Published ahead of World Aids Day on Thursday, the analysis warned that addressing inequalities was essential for combating the disease. 

UNAIDS said keeping girls in school and ensuring they were protected from violence was vital to reduce the threat of HIV/Aids, as well as expanding access to contraception.

“If we can enable our girls to stay in school until they complete secondary education, this would reduce their vulnerability to HIV infection by up to 50 per cent, and if we include in that education comprehensive sexuality education, which is learning about their bodies and how to protect themselves, then this risk is reduced even further,” said Byanyima. 

The agency also said fighting stigma and decriminalising homosexuality was also key to bringing down infections in gay and bisexual men, with Byanyima noting that 68 countries still have legislation criminalising same sex relationships. 

“Facing an infectious virus, failure to make progress for key populations undermines the entire Aids response and helps explain slowing progress,” said Byanyima. “And where gender and key population inequalities intersect, they are amplified.”

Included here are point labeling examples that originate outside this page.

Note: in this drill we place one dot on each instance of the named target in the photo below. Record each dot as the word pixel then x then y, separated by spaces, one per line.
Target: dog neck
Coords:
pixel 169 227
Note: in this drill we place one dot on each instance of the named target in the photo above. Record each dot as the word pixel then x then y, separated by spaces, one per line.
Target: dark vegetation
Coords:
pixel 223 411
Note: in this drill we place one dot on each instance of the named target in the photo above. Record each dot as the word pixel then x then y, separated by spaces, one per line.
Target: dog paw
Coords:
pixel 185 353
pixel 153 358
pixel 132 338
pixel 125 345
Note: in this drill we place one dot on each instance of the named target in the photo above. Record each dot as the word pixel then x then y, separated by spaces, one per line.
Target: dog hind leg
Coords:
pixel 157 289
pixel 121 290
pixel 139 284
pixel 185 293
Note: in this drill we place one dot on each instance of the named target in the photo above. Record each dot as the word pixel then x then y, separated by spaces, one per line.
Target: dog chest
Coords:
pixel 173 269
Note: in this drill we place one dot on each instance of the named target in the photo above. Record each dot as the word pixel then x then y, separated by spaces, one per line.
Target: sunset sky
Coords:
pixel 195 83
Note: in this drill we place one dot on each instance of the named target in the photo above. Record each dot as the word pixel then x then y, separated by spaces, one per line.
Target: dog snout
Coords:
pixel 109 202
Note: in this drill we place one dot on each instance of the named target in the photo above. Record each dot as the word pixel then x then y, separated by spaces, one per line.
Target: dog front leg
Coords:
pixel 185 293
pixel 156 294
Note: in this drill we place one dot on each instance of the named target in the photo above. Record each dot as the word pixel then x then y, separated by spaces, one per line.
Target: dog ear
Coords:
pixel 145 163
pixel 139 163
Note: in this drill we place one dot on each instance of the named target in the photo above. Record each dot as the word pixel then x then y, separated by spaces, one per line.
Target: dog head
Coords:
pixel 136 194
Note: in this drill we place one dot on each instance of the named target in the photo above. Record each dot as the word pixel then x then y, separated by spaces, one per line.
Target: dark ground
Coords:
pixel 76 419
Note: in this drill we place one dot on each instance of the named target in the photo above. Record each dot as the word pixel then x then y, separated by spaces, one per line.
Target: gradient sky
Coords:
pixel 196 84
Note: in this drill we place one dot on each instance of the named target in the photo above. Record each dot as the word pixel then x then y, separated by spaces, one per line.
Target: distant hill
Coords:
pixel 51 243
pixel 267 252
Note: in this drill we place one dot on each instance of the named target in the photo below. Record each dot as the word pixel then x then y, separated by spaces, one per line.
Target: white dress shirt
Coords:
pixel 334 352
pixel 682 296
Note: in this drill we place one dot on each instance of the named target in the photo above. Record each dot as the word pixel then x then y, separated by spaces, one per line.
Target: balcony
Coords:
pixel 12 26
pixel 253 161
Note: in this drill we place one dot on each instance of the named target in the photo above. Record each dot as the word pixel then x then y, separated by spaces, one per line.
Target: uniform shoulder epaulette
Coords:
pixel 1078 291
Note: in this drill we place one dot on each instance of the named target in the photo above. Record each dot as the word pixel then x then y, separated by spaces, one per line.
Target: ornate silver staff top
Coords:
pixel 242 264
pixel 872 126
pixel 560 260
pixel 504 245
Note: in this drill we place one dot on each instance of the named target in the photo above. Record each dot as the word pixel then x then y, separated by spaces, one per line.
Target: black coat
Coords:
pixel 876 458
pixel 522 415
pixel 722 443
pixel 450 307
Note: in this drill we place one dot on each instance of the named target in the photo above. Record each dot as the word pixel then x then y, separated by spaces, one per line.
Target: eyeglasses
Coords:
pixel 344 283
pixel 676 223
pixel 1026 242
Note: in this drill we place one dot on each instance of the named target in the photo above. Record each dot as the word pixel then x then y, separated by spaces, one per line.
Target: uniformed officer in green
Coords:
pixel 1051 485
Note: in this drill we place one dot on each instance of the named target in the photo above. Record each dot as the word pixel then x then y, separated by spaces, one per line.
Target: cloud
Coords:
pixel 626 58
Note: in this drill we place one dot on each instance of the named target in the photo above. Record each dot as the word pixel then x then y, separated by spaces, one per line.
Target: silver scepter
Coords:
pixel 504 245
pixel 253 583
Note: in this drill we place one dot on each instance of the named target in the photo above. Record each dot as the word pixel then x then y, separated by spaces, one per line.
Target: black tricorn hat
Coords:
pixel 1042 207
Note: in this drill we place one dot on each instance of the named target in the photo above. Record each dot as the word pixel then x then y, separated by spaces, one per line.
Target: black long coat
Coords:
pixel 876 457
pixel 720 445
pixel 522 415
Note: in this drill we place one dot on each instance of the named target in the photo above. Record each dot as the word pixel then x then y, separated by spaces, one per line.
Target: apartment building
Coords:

Analysis in the report found that gay men and other men who have sex with men who live in African countries with the most repressive laws are more than three times less likely to know their HIV status than their counterparts living in countries with the least repressive laws, where progress to fight the disease has been far more rapid. 

Byanyima said such laws “take people away from services”. “We don’t only need to decriminalise, but we need to fight stigma,” she added. “Stigma is a sentence passed by society on people for who they are, and stigma kills,” she added.

Byanyima also said “closing the gap” between adults and children living with HIV was essential. 

“With the science we have today, no baby should be born with HIV and no child who is HIV positive to be without treatment. We have everything,” she said. “But today around the world, while three quarters of adults who have HIV are on treatment, only half the children with HIV are on treatment. This is an inequality.”

“We are leaving children behind and we must do something,” she added. “We can’t allow this avoidable injustice to continue.”

Funding cuts

UNAIDS warned in July that increasingly constrained funding was to blame for “faltering progress”, with donors redirecting resources to Covid-19 response and other crises while low- and middle-income countries cut domestic funding for two consecutive years. 

In 2021, funding available for HIV programmes in low- and middle-income countries was $8 billion short.

“In the midst of a debt crisis, in the midst of an austerity crisis, in the midst of widening inequality in the developing countries in the South, some rich countries have also cut back aid for global health and they are considering even deeper cuts,” Byanyima said at the report launch. “This is not right. Now is not the time to step away, now is the time to step up.”

The report referenced the resurgence of malaria and tuberculosis in the 1980s, as resources and attention to the two diseases declined. “We simply cannot allow the same thing to occur in the case of Aids,” it said. “The staggering long-term costs of failure are just too great.”

Byanyima said it was vital that donor funding increased to get the Aids response “back on track”.

“What world leaders need to do is crystal clear,” she said. “In one word: Equalise. Equalise access to rights, equalise access to services, equalise access to the best science and medicine. Equalizing will not only help the marginalised. It will help everyone.”